NBN subscribers (organically and Origin originated)
We forecast SLC will deliver slightly fewer NBN net adds in 1H25 (+31k yoy to 354k) vs +33k yoy in 1H24. This is due to our assumption that SLC has prioritised the material Origin migration. This assumption could prove conservative. Origin is, by our maths, the largest single EBITDA driver in FY25. We expect Origin to have ~155k NBN subscribers at year end, noting some of the Origin labelled ‘subscribers’ include voice products which SLC does not provide. We also assume organic growth in Origin is relatively slow in 1H25 due to the migration from ABB onto SLC. This should hopefully re-accelerate above its historical ~4.5k monthly net adds in early 2H25, although this is not within SLC’s control.
Business
The business segment remains challenged (NBN/macro driven price erosion), but we should still see some growth and are optimistic competition should settle in the latter half of CY25. We await clarification on the industrial logic around the Optus fibre acquisition which is likely largely back-haul cost avoidance for Smart Commmunities, and also provides SLC with the ability to more efficiently bring to market new product innovations (revenue upside).
Lovisa (LOV)
RESULT: 24 FEBRUARY 2025
Double-digit growth in earnings to continue
We see Lovisa’s half year result as an opportunity for it to remind investors of the growth in earnings it continues to deliver. We forecast a double-digit increase in revenue and income, all organic, driven by ongoing network expansion and higher gross margins. Our EBIT forecast of $93.1m is largely in line with consensus and represents 14% growth on 1H24. We forecast LFL sales of +1%. We expect the store count to have risen to 939, a net increase of 39 over the half, including 12 since the AGM trading update. This is clearly below the rate of expansion achieved in recent periods but maintains the positive long-term trend. We forecast a further increase in the gross margin to 81.5%. Lovisa’s results have seen some wild share price reactions in the recent year. We don’t expect a repeat in February, but the combination of a high P/E and high growth forecasts is always a potent mix.

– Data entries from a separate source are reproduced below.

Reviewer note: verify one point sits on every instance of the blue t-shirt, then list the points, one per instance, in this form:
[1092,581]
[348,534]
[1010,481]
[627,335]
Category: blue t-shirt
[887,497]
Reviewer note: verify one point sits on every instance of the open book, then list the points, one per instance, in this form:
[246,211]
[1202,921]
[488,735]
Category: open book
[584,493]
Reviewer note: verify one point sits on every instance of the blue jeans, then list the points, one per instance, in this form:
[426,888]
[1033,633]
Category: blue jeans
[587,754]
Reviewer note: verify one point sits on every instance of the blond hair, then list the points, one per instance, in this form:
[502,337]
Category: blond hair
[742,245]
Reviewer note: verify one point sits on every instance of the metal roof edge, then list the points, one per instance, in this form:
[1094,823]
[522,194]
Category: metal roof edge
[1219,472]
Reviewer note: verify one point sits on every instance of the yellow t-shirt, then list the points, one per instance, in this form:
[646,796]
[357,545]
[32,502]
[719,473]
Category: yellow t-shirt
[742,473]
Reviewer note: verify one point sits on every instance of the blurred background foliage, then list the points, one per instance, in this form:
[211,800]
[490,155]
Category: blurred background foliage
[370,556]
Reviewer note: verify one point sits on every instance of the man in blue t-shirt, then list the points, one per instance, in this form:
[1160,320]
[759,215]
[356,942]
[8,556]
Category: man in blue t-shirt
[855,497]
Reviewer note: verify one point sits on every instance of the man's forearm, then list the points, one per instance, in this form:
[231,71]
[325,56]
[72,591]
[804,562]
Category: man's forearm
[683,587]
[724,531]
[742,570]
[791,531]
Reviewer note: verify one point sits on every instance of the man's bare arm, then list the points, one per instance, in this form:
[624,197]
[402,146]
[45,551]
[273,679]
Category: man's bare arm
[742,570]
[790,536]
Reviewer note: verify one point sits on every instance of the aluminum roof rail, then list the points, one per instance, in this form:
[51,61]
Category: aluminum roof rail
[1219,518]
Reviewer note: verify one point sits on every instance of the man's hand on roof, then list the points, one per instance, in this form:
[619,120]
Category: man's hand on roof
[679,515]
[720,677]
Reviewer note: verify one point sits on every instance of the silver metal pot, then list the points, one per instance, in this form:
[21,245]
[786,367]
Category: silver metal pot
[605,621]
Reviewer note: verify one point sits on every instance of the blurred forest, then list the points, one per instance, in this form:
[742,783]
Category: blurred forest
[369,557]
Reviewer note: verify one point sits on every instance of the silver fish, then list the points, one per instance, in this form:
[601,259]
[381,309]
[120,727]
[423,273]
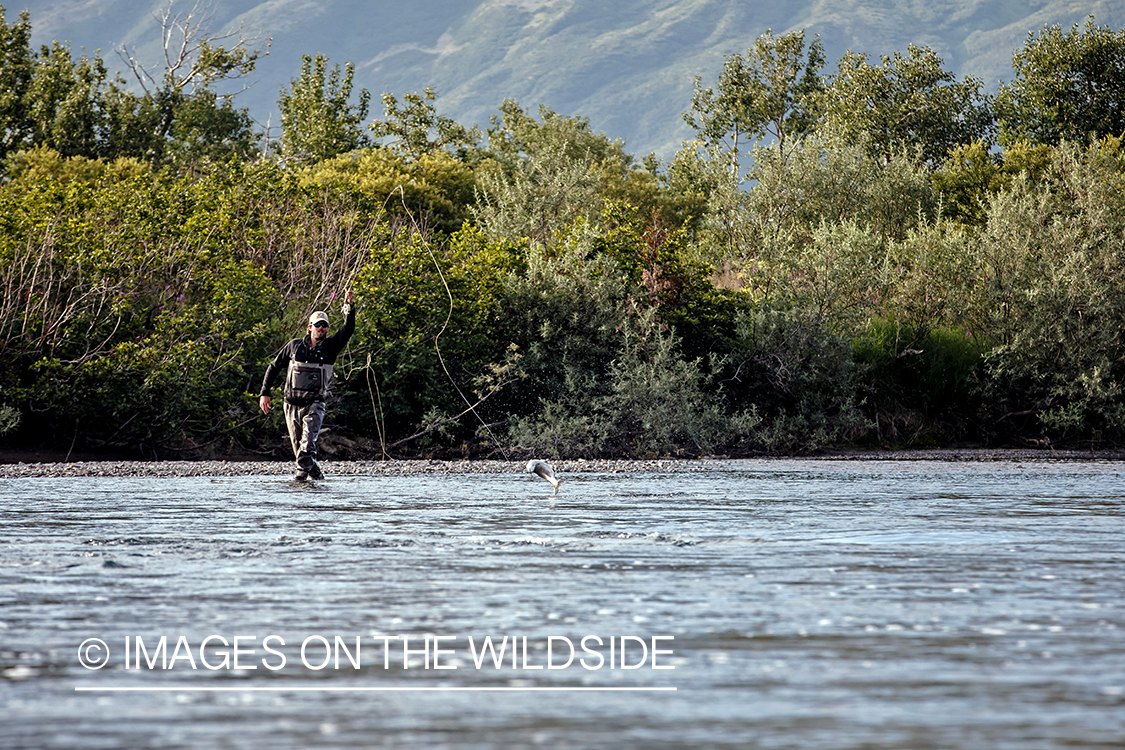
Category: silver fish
[541,468]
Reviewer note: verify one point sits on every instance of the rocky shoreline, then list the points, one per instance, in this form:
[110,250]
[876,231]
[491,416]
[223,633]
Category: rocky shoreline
[17,470]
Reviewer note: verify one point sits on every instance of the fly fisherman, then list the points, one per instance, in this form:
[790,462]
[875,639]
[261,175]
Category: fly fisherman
[307,363]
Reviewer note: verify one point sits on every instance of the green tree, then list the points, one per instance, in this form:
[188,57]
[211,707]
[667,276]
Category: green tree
[17,69]
[65,101]
[906,102]
[415,127]
[1068,86]
[772,91]
[180,116]
[317,122]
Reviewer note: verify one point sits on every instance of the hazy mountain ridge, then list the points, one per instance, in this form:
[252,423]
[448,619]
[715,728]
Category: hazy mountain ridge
[629,66]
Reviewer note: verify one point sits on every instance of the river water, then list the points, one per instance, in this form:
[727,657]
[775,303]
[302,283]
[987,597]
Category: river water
[765,604]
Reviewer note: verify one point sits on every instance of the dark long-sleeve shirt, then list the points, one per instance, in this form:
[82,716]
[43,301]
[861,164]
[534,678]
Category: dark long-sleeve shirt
[302,350]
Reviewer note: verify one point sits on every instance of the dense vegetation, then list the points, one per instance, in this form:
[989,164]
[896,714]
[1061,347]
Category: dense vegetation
[878,254]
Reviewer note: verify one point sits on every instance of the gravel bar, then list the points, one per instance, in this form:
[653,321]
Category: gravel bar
[600,466]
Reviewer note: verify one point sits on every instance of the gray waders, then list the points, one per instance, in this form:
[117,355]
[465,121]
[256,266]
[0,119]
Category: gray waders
[304,423]
[306,380]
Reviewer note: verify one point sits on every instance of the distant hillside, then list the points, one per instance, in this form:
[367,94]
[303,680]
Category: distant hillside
[627,65]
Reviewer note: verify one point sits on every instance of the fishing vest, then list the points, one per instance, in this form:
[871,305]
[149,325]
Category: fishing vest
[307,381]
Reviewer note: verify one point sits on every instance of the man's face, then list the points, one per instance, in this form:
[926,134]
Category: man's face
[318,332]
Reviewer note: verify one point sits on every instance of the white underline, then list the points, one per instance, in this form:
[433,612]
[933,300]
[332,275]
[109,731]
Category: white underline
[186,688]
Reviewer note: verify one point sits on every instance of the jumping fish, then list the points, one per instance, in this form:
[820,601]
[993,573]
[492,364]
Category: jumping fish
[541,468]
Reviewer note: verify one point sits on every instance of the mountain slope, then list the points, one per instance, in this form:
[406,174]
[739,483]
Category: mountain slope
[629,65]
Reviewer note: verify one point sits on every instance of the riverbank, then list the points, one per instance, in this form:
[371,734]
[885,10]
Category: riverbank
[16,470]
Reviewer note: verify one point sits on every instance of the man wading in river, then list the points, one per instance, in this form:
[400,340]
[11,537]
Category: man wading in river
[307,363]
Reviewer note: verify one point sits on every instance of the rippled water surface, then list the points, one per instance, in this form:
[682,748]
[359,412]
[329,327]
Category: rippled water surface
[802,604]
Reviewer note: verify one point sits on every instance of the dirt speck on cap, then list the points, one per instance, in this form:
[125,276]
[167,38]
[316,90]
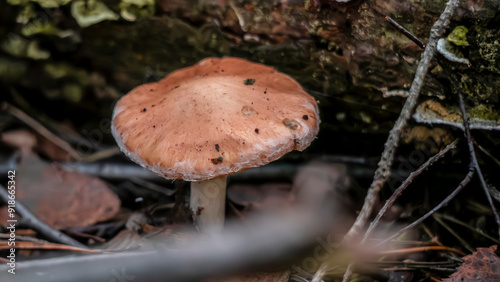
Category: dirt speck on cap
[291,124]
[248,111]
[249,81]
[217,160]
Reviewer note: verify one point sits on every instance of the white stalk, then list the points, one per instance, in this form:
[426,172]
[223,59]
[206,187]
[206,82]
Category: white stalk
[208,202]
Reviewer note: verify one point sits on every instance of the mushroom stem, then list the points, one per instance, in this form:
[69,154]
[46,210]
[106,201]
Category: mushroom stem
[208,204]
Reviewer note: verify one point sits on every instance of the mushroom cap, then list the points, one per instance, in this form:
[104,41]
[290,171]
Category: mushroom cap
[213,119]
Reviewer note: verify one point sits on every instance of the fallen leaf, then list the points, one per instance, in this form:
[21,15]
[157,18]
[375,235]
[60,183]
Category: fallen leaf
[62,198]
[272,196]
[282,276]
[482,265]
[44,246]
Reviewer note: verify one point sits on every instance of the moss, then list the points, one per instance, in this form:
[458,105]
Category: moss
[485,112]
[458,36]
[131,10]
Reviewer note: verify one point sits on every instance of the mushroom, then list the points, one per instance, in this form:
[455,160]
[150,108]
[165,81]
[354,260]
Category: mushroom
[205,122]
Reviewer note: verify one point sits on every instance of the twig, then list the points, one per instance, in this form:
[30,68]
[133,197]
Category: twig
[34,223]
[403,186]
[41,129]
[473,157]
[383,171]
[486,152]
[459,238]
[459,222]
[238,247]
[422,249]
[405,32]
[462,184]
[45,246]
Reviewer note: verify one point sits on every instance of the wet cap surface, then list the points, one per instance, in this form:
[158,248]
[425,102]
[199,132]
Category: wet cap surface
[208,120]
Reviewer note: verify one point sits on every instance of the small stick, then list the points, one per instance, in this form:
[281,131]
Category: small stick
[461,223]
[459,238]
[462,184]
[422,249]
[403,186]
[383,171]
[473,157]
[405,32]
[42,228]
[41,129]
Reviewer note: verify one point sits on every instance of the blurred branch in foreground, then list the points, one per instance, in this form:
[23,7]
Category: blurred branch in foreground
[260,241]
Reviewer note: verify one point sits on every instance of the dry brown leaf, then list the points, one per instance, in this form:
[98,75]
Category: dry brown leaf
[24,140]
[273,196]
[44,246]
[63,198]
[482,265]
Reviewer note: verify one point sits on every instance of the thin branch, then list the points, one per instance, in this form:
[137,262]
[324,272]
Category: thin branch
[461,223]
[42,228]
[403,186]
[473,157]
[383,171]
[455,234]
[462,184]
[41,129]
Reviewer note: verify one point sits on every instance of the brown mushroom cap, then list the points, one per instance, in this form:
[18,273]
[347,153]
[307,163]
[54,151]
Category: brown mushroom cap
[215,118]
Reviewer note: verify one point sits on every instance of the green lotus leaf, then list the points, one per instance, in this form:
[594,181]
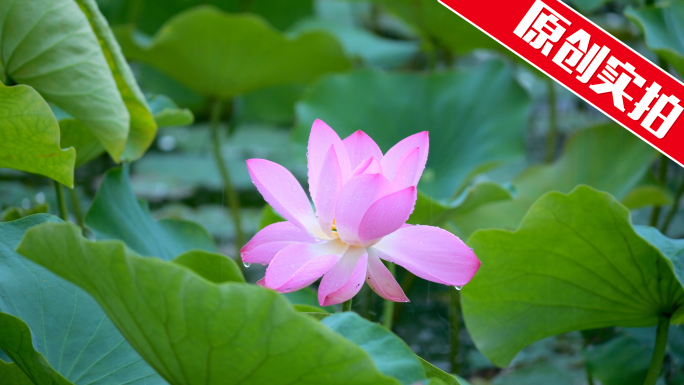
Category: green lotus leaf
[13,374]
[30,136]
[150,15]
[605,157]
[663,27]
[221,55]
[193,331]
[143,127]
[439,24]
[166,112]
[213,267]
[63,337]
[117,214]
[64,50]
[429,211]
[361,44]
[390,354]
[574,263]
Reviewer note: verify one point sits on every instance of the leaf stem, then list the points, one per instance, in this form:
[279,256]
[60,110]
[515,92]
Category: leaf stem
[552,134]
[76,207]
[659,351]
[675,207]
[346,305]
[454,327]
[661,178]
[61,202]
[233,198]
[388,306]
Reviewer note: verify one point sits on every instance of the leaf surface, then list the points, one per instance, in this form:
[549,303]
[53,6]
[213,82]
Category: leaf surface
[30,136]
[193,331]
[574,263]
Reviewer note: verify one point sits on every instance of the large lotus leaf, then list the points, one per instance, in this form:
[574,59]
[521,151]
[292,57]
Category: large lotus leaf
[166,112]
[222,55]
[605,157]
[148,16]
[193,331]
[439,24]
[476,117]
[117,214]
[429,211]
[672,249]
[389,353]
[30,136]
[13,375]
[663,27]
[77,135]
[574,263]
[624,360]
[63,336]
[53,48]
[361,44]
[214,267]
[143,127]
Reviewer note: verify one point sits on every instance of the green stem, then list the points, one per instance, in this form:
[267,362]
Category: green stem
[388,306]
[346,305]
[454,327]
[76,207]
[233,198]
[662,175]
[406,285]
[590,378]
[553,122]
[658,352]
[368,303]
[675,207]
[61,202]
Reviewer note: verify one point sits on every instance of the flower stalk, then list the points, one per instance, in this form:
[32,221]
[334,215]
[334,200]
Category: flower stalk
[346,305]
[658,352]
[388,306]
[61,202]
[454,327]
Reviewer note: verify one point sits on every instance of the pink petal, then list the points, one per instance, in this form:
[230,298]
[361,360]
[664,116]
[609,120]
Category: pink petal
[345,279]
[270,240]
[407,172]
[282,191]
[381,280]
[320,140]
[298,266]
[430,253]
[329,186]
[387,214]
[356,197]
[368,166]
[392,159]
[360,146]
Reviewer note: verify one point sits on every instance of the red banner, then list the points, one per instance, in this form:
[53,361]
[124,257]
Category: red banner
[588,61]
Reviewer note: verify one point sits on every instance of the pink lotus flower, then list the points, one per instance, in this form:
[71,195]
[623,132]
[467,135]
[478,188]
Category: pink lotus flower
[363,199]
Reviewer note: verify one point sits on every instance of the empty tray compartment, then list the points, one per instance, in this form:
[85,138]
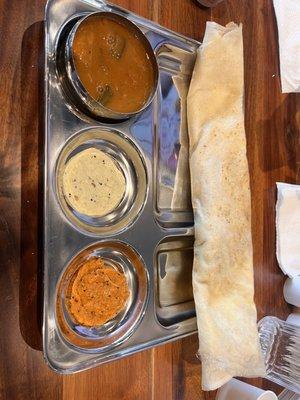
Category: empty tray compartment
[174,291]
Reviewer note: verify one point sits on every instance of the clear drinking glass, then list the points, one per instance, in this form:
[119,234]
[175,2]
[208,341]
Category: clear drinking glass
[280,342]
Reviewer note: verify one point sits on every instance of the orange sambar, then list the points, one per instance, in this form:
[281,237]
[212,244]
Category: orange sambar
[112,63]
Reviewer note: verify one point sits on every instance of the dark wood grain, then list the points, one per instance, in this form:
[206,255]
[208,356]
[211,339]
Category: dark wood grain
[272,124]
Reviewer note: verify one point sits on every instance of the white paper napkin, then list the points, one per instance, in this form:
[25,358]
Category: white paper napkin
[288,228]
[288,22]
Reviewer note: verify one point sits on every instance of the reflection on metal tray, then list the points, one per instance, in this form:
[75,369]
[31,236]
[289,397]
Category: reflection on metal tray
[150,232]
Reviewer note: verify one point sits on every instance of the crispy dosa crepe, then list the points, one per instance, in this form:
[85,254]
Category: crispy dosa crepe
[223,267]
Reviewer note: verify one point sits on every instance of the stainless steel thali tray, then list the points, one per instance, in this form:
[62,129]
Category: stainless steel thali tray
[151,238]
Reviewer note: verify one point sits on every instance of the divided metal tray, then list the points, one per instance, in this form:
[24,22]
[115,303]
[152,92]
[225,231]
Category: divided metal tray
[151,236]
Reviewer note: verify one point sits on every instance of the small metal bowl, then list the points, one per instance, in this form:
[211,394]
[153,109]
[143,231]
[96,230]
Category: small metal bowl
[84,97]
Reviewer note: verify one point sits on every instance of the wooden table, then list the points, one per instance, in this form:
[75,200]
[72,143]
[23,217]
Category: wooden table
[272,124]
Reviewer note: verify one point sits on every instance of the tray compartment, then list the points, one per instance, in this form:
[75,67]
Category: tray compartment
[172,185]
[174,292]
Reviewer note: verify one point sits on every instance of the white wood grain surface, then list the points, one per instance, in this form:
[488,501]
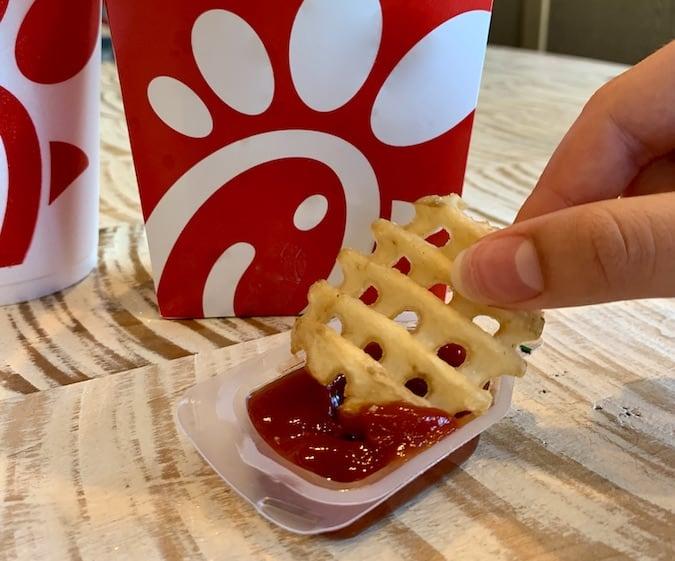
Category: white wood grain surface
[581,469]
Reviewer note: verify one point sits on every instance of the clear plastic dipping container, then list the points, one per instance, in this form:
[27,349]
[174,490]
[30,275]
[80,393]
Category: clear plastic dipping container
[214,416]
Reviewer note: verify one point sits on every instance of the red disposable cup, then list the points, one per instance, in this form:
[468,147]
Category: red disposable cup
[267,135]
[49,138]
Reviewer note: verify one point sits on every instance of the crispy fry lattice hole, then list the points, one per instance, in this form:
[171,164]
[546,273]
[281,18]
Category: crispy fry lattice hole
[404,352]
[488,324]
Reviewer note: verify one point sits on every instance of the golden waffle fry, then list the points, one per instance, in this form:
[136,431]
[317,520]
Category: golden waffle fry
[411,354]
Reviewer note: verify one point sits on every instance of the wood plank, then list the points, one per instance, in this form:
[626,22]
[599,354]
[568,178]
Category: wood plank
[582,468]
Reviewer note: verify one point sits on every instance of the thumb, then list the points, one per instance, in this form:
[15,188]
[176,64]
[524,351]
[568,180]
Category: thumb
[600,252]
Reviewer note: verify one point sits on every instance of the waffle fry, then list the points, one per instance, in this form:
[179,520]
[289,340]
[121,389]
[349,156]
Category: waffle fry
[411,354]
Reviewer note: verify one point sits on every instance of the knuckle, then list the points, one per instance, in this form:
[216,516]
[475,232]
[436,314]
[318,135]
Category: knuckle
[620,249]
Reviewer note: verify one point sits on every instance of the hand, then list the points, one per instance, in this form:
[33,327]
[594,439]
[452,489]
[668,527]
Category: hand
[600,225]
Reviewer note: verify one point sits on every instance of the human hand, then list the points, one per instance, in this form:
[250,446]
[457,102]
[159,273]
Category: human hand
[600,225]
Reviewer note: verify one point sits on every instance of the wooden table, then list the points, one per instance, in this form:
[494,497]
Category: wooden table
[92,466]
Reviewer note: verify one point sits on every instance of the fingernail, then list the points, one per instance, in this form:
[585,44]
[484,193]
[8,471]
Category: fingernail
[504,270]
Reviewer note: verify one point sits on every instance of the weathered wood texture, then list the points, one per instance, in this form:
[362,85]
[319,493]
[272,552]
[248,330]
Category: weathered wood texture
[582,468]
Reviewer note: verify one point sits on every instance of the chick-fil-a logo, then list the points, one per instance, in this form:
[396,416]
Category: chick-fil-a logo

The pace of expansion is due to accelerate
The key theme in the result will be the sluggishness of recent store rollout activity. The net addition of 39 stores we forecast for 1H25 falls 26% short of 1H24 and 55% below 1H23. In fact, if our number is right (and we are in line with consensus), it will be the slowest half year for network expansion since 1H21. Investors are justified in asking what’s going on. A key reason, in our view, is the need for Lovisa to consolidate after an extended period of very rapid growth in the US. The other reason is more nuanced. Lovisa has entered a large number of brand-new markets in the past two years. Its modus operandi is to spend around 24-36 months in any new market to become familiar with customers, landlords, competitors and price points before proceeding to expand. If we’re right, this is the calm before the storm and the pace of growth is about to get a whole lot faster.
We think it gets better from here
We think 2H25 will be a better (relative) period than 1H25. We forecast 63 net new store openings in the second half, with LFL sales growth picking up to +3%, despite comps getting more difficult. Earnings are always weighted to the first half (Christmas, BFCM and all that) but the 61/39 skew we forecast for FY25 tilts more to the second half than in any year since FY22.